Le mandat d'arrêt, en revanche, repose sur deux notions fondamentales. La première est l’« espace judiciaire européen », constitué des territoires étatiques de l'ensemble des Etats membres. La seconde la « reconnaissance mutuelle des décisions judiciaires » au sein de l'Union européenne. En vertu de ce principe, une décision prise par une autorité judiciaire de l'un des Etats membres a plein effet dans tous les autres Etats membres. En conséquence, les autorités de l’Etat membre sur le territoire duquel la décision doit être exécutée doivent prêter leur concours à cette exécution, comme s’il s’agissait d’une décision prise par leurs propres autorités.  Le mandat d’arrêt européen repose ainsi sur la confiance mutuelle entre les Etats membres et implique une véritable coopération judiciaire. Le risque d'une demande pour des motifs purement politiques est donc très réduit. 

Mandat d'arrêt et terrorisme

En Espagne comme en France, les autorités peuvent dissoudre un parti politique parce qu'il participe à des activités terroristes. L'article 3 de la loi du 1er juillet 1901 permet ainsi la dissolution d'une association " qui aurait pour but de porter atteinte à l'intégrité du territoire national et à la forme républicaine du gouvernement" (art. 3). Or on sait que les partis politiques ont, en France, le statut d'association, la seule différence avec le droit commun étant l'obligation de constituer parallèlement une seconde association de financement. De même, la participation à un mouvement terroriste peut être sanctionnée par l'infraction d'"association de malfaiteurs en relation avec une entreprise terroriste"(art. 421-2-1 c. pén.). Cette infraction n'a rien à voir avec un délit d'opinion, dès lors qu'elle suppose un commencement d'exécution, une aide directe apportée à un mouvement terroriste.

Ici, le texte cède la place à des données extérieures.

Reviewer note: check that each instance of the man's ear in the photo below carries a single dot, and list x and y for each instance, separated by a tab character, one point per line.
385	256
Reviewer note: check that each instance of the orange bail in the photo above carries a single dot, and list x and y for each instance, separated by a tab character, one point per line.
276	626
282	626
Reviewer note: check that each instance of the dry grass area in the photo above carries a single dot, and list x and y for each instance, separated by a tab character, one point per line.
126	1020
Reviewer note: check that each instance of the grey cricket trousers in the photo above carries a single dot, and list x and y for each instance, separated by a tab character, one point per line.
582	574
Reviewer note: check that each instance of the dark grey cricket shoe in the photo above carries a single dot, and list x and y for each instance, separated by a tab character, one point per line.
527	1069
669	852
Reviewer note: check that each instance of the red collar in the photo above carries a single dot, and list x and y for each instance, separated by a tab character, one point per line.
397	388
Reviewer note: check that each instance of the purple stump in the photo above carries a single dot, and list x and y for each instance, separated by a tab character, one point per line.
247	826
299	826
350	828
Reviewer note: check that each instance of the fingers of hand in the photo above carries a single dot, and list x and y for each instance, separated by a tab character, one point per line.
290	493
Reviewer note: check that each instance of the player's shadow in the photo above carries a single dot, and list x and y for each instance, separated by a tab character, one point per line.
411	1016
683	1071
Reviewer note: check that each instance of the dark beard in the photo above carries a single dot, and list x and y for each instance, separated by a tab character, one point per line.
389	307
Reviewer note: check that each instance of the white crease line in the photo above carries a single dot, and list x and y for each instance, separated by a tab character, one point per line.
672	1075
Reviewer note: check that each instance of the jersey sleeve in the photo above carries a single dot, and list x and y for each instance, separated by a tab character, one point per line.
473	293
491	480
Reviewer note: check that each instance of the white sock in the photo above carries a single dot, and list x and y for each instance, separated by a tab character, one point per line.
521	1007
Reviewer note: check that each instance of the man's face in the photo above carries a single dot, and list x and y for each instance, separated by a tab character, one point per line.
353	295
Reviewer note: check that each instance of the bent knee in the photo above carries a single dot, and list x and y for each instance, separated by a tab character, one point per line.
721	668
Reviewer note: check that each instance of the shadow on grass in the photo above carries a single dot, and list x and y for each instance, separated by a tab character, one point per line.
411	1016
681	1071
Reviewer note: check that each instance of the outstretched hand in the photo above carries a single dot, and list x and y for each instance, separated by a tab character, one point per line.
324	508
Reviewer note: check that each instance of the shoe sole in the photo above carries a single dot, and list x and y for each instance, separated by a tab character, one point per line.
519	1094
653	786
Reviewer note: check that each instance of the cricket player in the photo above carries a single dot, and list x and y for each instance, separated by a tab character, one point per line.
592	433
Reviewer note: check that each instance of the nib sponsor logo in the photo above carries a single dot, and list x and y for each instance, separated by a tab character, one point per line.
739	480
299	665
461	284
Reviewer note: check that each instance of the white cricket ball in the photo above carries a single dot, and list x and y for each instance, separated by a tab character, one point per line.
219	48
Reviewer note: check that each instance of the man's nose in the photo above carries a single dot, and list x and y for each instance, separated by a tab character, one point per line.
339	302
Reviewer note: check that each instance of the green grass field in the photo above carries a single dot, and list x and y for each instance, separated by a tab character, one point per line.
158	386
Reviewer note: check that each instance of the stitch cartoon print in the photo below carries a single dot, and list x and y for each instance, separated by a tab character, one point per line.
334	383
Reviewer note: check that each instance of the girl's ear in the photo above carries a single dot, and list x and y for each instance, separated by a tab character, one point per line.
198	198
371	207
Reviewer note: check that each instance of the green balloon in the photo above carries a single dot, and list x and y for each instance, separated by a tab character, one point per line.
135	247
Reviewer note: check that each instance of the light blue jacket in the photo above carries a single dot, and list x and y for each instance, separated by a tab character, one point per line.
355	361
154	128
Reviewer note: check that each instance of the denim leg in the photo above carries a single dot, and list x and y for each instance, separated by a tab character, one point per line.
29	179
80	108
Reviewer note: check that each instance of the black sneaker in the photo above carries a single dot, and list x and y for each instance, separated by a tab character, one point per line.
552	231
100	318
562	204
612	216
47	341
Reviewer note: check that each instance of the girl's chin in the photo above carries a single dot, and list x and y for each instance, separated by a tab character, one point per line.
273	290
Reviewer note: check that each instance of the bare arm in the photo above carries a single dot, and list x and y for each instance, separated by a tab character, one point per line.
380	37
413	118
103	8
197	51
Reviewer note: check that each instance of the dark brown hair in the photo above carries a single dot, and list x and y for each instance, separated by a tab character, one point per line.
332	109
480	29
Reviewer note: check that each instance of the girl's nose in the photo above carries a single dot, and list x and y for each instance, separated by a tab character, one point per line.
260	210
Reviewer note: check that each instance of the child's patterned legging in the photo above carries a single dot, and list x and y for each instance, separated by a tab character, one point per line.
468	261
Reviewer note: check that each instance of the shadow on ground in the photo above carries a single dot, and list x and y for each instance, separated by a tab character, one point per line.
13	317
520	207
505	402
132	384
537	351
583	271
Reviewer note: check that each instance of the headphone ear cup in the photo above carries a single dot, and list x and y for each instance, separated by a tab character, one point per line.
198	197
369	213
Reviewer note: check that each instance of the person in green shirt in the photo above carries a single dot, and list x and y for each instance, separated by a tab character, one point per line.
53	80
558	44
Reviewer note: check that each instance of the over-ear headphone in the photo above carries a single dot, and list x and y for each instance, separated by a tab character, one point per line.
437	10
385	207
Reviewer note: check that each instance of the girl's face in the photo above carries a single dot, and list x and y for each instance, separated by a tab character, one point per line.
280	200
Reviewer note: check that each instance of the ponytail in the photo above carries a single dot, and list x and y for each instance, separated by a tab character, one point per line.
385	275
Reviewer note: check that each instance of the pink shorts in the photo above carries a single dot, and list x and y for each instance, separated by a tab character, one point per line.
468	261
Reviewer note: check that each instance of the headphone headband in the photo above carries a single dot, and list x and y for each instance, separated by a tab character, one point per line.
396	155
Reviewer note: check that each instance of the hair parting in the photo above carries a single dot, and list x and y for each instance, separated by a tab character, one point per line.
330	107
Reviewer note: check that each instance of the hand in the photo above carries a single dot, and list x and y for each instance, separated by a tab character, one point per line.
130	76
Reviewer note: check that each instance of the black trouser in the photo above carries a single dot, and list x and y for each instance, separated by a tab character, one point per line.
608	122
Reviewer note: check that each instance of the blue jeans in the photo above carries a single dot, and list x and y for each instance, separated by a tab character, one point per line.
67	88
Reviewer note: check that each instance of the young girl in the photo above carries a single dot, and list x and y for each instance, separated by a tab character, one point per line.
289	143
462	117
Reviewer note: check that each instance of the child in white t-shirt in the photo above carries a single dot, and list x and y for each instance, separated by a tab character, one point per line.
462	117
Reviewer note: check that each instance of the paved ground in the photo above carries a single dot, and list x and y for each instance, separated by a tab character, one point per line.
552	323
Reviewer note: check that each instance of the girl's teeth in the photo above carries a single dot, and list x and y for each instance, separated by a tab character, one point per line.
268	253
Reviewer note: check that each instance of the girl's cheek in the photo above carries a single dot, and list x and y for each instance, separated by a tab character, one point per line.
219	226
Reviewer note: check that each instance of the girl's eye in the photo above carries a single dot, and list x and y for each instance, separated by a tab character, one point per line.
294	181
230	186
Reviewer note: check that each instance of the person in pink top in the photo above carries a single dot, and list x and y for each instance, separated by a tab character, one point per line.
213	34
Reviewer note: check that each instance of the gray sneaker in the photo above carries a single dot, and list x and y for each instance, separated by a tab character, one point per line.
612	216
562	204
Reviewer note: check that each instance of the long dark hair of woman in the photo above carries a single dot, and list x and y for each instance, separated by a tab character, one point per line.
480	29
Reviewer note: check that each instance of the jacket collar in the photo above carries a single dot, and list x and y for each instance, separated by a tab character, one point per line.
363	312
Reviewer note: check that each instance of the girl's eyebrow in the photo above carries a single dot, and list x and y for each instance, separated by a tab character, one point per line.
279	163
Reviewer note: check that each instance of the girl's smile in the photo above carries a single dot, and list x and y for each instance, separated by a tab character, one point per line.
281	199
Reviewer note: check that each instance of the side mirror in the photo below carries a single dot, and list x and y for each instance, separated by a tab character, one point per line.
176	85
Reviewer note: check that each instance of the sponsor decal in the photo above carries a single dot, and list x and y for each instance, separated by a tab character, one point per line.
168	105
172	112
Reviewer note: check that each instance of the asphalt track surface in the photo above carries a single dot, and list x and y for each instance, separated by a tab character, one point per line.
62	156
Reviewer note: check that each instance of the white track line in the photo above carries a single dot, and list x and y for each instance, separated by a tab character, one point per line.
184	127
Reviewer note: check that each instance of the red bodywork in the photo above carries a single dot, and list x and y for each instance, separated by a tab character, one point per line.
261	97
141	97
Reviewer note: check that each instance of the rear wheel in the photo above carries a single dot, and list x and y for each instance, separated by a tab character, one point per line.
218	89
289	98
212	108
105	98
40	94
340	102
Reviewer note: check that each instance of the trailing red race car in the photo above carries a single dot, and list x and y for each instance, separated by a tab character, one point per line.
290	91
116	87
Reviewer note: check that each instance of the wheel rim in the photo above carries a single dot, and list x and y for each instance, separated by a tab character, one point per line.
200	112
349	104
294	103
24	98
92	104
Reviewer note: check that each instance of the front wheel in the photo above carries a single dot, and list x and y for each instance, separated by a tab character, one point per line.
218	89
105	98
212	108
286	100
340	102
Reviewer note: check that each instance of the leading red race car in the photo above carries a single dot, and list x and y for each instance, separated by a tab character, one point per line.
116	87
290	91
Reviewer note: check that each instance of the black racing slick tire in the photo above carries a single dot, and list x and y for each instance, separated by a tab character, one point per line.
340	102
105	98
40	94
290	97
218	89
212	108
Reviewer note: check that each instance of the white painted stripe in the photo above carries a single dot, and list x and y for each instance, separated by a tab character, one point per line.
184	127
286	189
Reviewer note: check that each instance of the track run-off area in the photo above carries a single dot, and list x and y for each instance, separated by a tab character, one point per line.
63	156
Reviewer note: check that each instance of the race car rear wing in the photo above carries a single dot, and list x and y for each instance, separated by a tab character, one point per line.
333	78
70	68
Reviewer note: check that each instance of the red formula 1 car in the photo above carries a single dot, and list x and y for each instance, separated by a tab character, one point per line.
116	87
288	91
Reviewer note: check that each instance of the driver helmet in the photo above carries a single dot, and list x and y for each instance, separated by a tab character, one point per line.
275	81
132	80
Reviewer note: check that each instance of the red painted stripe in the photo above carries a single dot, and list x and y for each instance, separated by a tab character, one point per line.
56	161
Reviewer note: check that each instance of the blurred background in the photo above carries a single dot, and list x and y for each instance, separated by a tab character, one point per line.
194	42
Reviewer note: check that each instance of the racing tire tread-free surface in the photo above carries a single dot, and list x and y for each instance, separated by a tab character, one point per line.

Le droit positif ne joue donc pas en faveur de Madame Aurore Martin. Cette constatation n'exclut pas cependant certaines interrogations à l'égard du mandat d'européen. Car cette procédure a les défauts de ses qualités. Sa rapidité n'est pas sans conséquences sur le recours qui s'exerce lui aussi rapidement. La Chambre d'instruction dispose en effet de vingt jours pour statuer lorsque le requérant refuse sa remise aux autorités d'émission du mandat. Cette procédure peut sembler sommaire, du moins si on la compare au droit de l'extradition, qui suppose un double recours, devant le juge judiciaire pour contester l'avis de la Chambre d'instruction, puis devant le Conseil d'Etat pour contester la légalité du décret d'extradition. Sur ce point, la procédure de recours contre le mandat d'arrêt européen apparaît un peu rapide, alors que celle des recours dirigés contre une décision d'extrader est un peu lente.